Supervisor Matt Dorsey, who represents the South of Market neighborhood, mentioned that he couldn’t touch upon the precise Mission Street venture as a result of it may find yourself being appealed to the Board of Supervisors. But he referred to as the 3-2 fee vote a “political stunt” and “galling.”

“This isn’t good government. It’s anti-housing gamesmanship. It’s why San Franciscans are losing confidence of their local government,” mentioned Dorsey. “It’s why the state department of Housing and Community Development is investigating our processes. The matter should have been continued.”

Dorsey mentioned he had reached out to the workplace of City Attorney David Chiu “to explore what our options are now.”

Jeff Cretan, spokesman for Mayor London Breed, additionally mentioned the fitting factor to do would have been to proceed the matter for a month or so, which might have given the developer an opportunity to tackle neighbors’ considerations and allowed the total board to vote on the venture.

The absence of two commissioners shouldn’t have been seized upon “as an opportunity to kill a housing project,” Cretan mentioned.

The north facet of Mission Street between Sixth and Seventh is without doubt one of the metropolis’s densest collections of reasonably priced housing. The assortment of multi-family properties on the block consists of 83 models of household housing at 1083 Mission, 256 studios for previously homeless residents at 1064 Mission, and a mixed 227 reasonably priced, single-room occupancy apartments on the Kean Hotel and the Bayanihan House.

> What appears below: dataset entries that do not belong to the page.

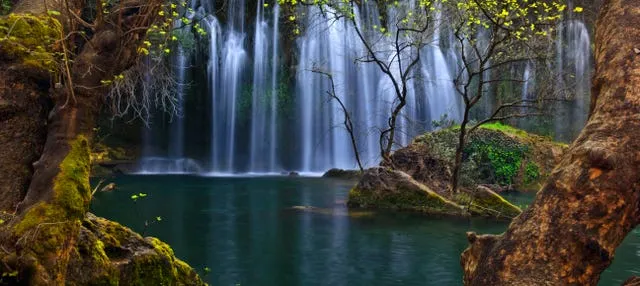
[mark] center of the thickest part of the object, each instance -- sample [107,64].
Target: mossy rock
[383,188]
[31,40]
[55,242]
[494,154]
[342,174]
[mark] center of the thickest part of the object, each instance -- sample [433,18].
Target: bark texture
[24,105]
[592,199]
[51,240]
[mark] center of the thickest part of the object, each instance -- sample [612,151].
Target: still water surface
[247,232]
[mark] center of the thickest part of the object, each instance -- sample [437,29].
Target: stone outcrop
[342,174]
[103,253]
[419,175]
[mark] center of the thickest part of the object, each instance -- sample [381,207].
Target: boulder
[104,253]
[495,154]
[343,174]
[496,157]
[390,189]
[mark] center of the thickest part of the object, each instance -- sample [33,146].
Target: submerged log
[591,200]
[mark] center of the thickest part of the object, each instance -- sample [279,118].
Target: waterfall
[529,80]
[273,126]
[258,153]
[574,70]
[266,110]
[175,162]
[213,30]
[176,145]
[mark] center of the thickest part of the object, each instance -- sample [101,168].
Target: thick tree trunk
[44,235]
[591,201]
[24,105]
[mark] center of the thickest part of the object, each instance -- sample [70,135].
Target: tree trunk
[45,231]
[457,165]
[590,202]
[24,105]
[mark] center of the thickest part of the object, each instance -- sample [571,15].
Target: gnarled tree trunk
[592,199]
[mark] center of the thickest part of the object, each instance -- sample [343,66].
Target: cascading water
[443,100]
[233,61]
[259,160]
[213,30]
[574,67]
[174,162]
[273,126]
[257,126]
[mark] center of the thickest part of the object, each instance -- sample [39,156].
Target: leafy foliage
[497,159]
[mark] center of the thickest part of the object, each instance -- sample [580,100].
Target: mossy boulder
[497,155]
[390,189]
[342,174]
[31,40]
[102,253]
[55,242]
[384,188]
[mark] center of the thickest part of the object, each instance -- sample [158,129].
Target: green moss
[421,200]
[31,39]
[498,159]
[497,126]
[531,173]
[488,204]
[71,186]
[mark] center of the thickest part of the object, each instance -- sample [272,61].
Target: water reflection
[296,231]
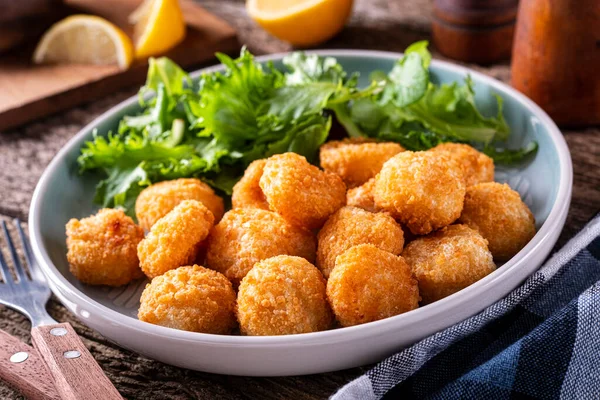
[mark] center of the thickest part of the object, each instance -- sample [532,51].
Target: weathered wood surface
[24,153]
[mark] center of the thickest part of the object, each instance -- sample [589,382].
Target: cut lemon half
[302,23]
[84,39]
[159,26]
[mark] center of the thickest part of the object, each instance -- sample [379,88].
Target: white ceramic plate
[61,194]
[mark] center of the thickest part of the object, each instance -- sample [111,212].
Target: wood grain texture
[30,376]
[376,24]
[29,91]
[76,374]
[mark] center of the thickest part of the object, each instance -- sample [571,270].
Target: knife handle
[30,375]
[76,374]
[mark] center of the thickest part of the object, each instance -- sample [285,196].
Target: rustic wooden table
[25,152]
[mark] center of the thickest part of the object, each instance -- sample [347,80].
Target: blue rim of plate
[555,220]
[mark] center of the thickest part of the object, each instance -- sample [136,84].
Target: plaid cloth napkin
[542,341]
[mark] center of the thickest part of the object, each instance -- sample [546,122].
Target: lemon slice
[84,39]
[159,26]
[302,23]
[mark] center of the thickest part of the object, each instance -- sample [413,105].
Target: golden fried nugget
[102,249]
[476,166]
[283,295]
[246,236]
[350,226]
[369,284]
[448,260]
[247,191]
[175,239]
[499,215]
[424,190]
[362,197]
[356,162]
[155,201]
[301,193]
[190,298]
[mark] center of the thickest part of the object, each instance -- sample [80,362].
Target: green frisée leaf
[407,81]
[420,48]
[214,127]
[164,71]
[304,68]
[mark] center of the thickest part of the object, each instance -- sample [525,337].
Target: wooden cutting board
[30,91]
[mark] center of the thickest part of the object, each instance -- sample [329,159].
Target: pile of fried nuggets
[352,219]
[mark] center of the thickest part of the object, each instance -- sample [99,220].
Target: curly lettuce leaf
[304,68]
[213,128]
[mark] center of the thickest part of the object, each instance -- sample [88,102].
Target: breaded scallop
[476,166]
[350,226]
[499,215]
[246,236]
[369,284]
[102,249]
[191,298]
[362,196]
[448,260]
[356,161]
[283,295]
[155,201]
[301,193]
[424,190]
[175,239]
[247,191]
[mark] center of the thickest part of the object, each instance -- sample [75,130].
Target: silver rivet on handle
[72,354]
[58,331]
[19,357]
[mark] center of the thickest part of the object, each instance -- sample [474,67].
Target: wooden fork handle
[76,374]
[29,376]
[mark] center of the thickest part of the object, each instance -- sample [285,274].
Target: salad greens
[213,128]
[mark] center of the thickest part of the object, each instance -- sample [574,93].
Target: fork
[76,374]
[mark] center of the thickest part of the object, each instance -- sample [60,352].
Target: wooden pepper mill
[479,31]
[556,58]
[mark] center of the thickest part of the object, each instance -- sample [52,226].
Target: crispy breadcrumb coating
[424,190]
[175,239]
[301,193]
[356,161]
[283,295]
[448,260]
[246,236]
[155,201]
[190,298]
[350,226]
[499,215]
[362,196]
[476,166]
[102,249]
[247,191]
[369,284]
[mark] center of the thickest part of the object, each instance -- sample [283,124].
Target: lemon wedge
[84,39]
[159,26]
[302,23]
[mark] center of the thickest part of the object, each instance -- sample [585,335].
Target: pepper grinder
[556,58]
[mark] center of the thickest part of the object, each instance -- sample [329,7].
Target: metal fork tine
[13,252]
[4,270]
[34,269]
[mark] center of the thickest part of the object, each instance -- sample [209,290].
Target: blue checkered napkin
[542,341]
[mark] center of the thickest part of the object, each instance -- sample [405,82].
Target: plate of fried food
[300,213]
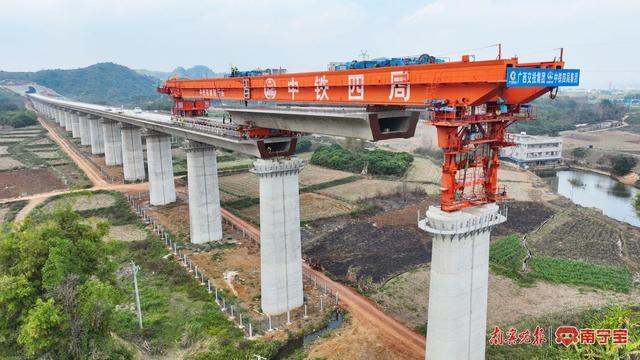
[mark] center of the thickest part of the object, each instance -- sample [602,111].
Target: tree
[303,145]
[622,164]
[55,294]
[40,331]
[16,295]
[579,153]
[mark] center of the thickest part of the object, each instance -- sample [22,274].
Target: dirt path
[392,332]
[92,173]
[396,335]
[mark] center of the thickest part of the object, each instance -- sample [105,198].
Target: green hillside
[103,83]
[194,72]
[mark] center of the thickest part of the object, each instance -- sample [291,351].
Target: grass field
[180,318]
[242,184]
[364,189]
[313,175]
[565,271]
[312,207]
[506,257]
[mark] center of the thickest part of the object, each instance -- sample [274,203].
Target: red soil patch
[28,181]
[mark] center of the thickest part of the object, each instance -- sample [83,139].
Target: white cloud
[306,35]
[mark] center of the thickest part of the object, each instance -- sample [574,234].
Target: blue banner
[532,77]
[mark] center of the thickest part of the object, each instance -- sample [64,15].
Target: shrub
[378,162]
[303,145]
[579,153]
[622,164]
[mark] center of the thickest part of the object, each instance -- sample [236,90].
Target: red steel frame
[470,105]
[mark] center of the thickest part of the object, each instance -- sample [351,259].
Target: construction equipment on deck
[471,104]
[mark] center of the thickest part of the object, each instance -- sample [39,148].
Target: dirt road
[92,173]
[396,335]
[392,332]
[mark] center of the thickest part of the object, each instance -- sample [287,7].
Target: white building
[532,150]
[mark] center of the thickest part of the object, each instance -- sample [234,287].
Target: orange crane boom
[471,103]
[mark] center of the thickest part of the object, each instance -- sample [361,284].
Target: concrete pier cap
[457,318]
[280,246]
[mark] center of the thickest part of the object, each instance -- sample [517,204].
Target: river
[599,191]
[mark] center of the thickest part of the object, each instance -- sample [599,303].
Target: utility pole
[135,269]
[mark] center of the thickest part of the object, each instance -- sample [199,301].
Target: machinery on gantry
[471,104]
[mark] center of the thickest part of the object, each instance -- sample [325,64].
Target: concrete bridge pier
[204,194]
[161,184]
[457,319]
[85,131]
[68,121]
[132,156]
[75,126]
[280,247]
[96,136]
[112,142]
[58,116]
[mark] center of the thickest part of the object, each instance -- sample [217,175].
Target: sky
[599,37]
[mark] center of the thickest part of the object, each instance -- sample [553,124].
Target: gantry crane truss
[471,103]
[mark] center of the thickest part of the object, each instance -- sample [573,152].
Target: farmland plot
[243,184]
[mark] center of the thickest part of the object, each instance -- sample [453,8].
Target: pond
[336,319]
[599,191]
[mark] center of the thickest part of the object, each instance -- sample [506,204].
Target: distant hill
[103,83]
[195,72]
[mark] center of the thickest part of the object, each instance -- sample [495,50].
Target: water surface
[596,190]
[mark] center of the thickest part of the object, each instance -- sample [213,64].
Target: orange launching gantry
[471,103]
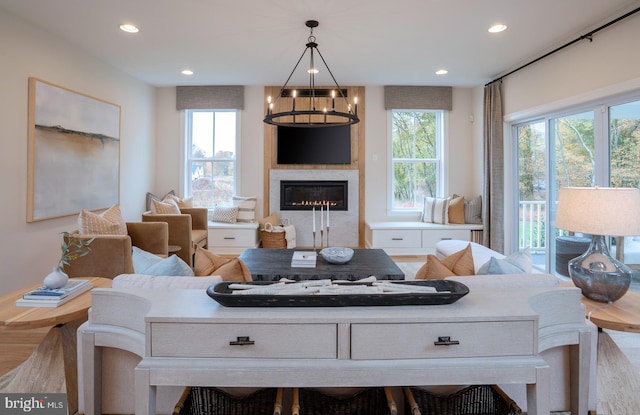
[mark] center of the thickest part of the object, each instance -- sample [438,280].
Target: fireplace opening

The solely vacant parcel left to develop is the sliver of a parking lot — it holds just 15 vehicles — to the west of the Bayanihan constructing, which features a group heart, a Filipino bookstore and different nonprofits. The proposal referred to as for a nine-story constructing that may entrance onto Mission and again up onto the Jessie Street alleyway.

The legal professional for the developer, John Kevlin of Rueben & Junious, mentioned he had no indication that the neighbors didn’t help the venture. He mentioned there have been some “friendly conversations” with neighborhood teams and no response after the developer handed over the “latest set of plans.”

“They said, ‘Thank you, we’ll let you know if we have any questions,’ ” he mentioned. “We have heard nothing from them since then.”

At the planning fee listening to SoMa activists lamented the development of compressing as many small models as potential into infill buildings.

“We do not need any more tiny, expensive units,” mentioned P.J. Eugenio, who works on the South of Market Community Action Network, which has sued to cease a number of market fee housing initiatives within the neighborhood.

Raquel Redondiez, govt director of SoMa Pilipinas, mentioned that town planners ought to “respond to the reality that there is an over abundance of tiny studios and one bedrooms and these do not fit the needs of families.”